Disney Brings Bob Iger Back as CEO Amid the Rise of Sports Betting

  • Iger previously served as Walt Disney Co. CEO from 2005-2020
  • Disney owns 80% of ESPN, America’s top sports provider
  • Bob Chapek, the former CEO, was investigating a sports betting future
  • Iger was previously against sports betting but could switch sides
Bob Iger and Mickey Mouse
Disney brought in its former CEO Bob Iger as it mulls a future for ESPN amid the rise of sports betting. [Image: Shutterstock.com]

Back in position

The Walt Disney Company made a surprising move to reinstate former CEO Bob Iger in place of Bob Chapek, bringing its sports betting future into question.

kicked out the back door by the board of directors

Iger, 71, served as Disney CEO from 2005-2020 before being replaced by the now-outgoing Chapek. A Disney press release stated that Chapek willingly stepped down from his role, but the The New York Times reported that he was kicked out the back door by the board of directors.

Chapek had previously indicated that Disney was in talks with several sports betting operators as it looked to solidify a stronger position in the field. Iger previously struck an opposing stance against sports betting, but the climates of both Disney and the gambling market have changed drastically since he was last in position.

Disney mulls sports betting plan

The name “Disney” rings far and wide across the world. Included in the company’s portfolio is 80% ownership of ESPN, the self-proclaimed worldwide leader in sports.

A major part of Chapek’s tenure as Disney CEO was supposed to be dedicated to increasing ESPN’s prevalence in the world of sports betting, one of the fastest-growing areas in global entertainment. The network already has a partnership with Caesars and a 6% stake in DraftKings.

Chapek remained adamant that Disney would not sell ESPN

Questions had been raised about the future of ESPN amid the company’s recent internal struggles and the growth in streaming platforms. However, Chapek remained adamant that Disney would not sell ESPN because of its potential upside in sports betting.

“We’ve been looking at this for quite a long time,” Chapek said in September. “And I guess much like the general entertainment inside Disney+, we look at data and research all the time… We’re pretty bullish on that, but it’s really one of many things that we’re entertaining to maximize ESPN’s value.”

Chapek also said in August that ESPN was vetting potential operating partners to give it a stronger stance in the market and take away user strain.

A changing landscape

Iger did not retain as strong of an interest in joining the world of sports betting as Chapek did when he was previously in the position. Times have changed, though, and 36 states now have legal sports betting markets with more presumably on the way.

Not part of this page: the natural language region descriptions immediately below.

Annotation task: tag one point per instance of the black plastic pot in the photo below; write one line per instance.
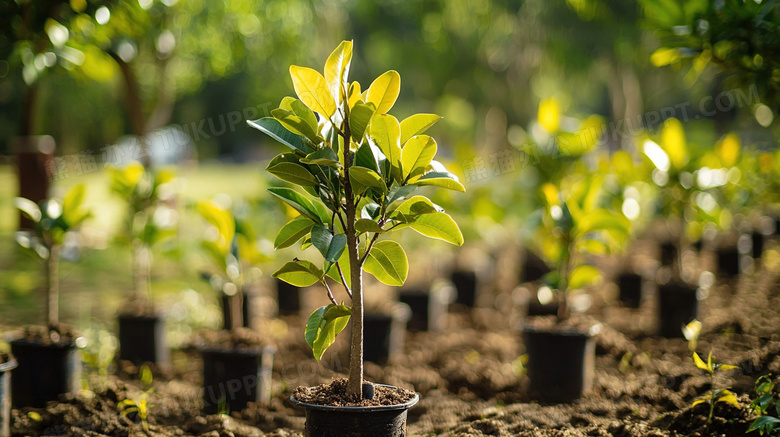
(233, 378)
(142, 339)
(668, 253)
(757, 244)
(630, 286)
(5, 396)
(560, 362)
(728, 261)
(465, 282)
(45, 372)
(678, 305)
(533, 268)
(429, 309)
(384, 335)
(247, 310)
(288, 298)
(382, 421)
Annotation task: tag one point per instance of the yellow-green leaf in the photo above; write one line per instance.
(416, 125)
(294, 173)
(582, 276)
(388, 263)
(673, 142)
(699, 362)
(337, 69)
(417, 154)
(384, 91)
(293, 231)
(313, 90)
(299, 273)
(438, 225)
(386, 132)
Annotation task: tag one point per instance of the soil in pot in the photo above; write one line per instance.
(466, 286)
(533, 267)
(288, 298)
(330, 412)
(6, 365)
(541, 301)
(429, 308)
(49, 365)
(561, 358)
(142, 338)
(630, 286)
(237, 368)
(247, 310)
(678, 305)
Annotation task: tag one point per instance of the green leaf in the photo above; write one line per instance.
(221, 219)
(407, 210)
(368, 225)
(602, 220)
(324, 156)
(417, 154)
(297, 201)
(296, 124)
(384, 91)
(582, 276)
(438, 225)
(313, 90)
(324, 324)
(337, 69)
(293, 173)
(29, 208)
(416, 125)
(293, 231)
(387, 262)
(299, 273)
(364, 157)
(367, 178)
(728, 397)
(766, 424)
(699, 362)
(343, 262)
(440, 179)
(330, 246)
(386, 132)
(359, 118)
(271, 127)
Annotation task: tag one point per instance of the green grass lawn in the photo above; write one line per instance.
(93, 287)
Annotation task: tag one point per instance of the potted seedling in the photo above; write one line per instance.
(48, 359)
(687, 204)
(150, 221)
(237, 362)
(359, 168)
(561, 353)
(7, 363)
(629, 192)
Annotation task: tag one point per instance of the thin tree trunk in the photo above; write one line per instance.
(235, 307)
(141, 272)
(51, 271)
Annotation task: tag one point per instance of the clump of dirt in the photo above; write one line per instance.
(335, 394)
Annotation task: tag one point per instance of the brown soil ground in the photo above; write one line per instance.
(471, 381)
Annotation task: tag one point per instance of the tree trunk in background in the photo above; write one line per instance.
(51, 271)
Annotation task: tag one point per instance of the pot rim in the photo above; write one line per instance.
(8, 365)
(349, 409)
(567, 332)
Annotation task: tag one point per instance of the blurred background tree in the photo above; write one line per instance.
(134, 67)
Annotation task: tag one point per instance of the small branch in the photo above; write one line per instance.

Sports betting is also now a nearly integral part of sports fandom. According to a recent study, just under half of American sports fans plan to bet on the FIFA World Cup in Qatar, which for many will mark their first time betting on soccer. 

“strategic direction for renewed growth” for Disney and ESPN

According to Disney’s press release, Iger will be in position for two years. One of his responsibilities will be to identify and mentor his replacement. He will also need to outline a “strategic direction for renewed growth” for Disney and ESPN.

“I am extremely optimistic for the future of this great company and thrilled to be asked by the Board to return as its CEO,” Iger said in a statement after the announcement.

ESPN has been losing out on some of its usual profit amid the rise of streaming and decline in viewership. The company has also created and heavily marketed ESPN+, its in-house streaming feature that gives customers access to sports events around the world.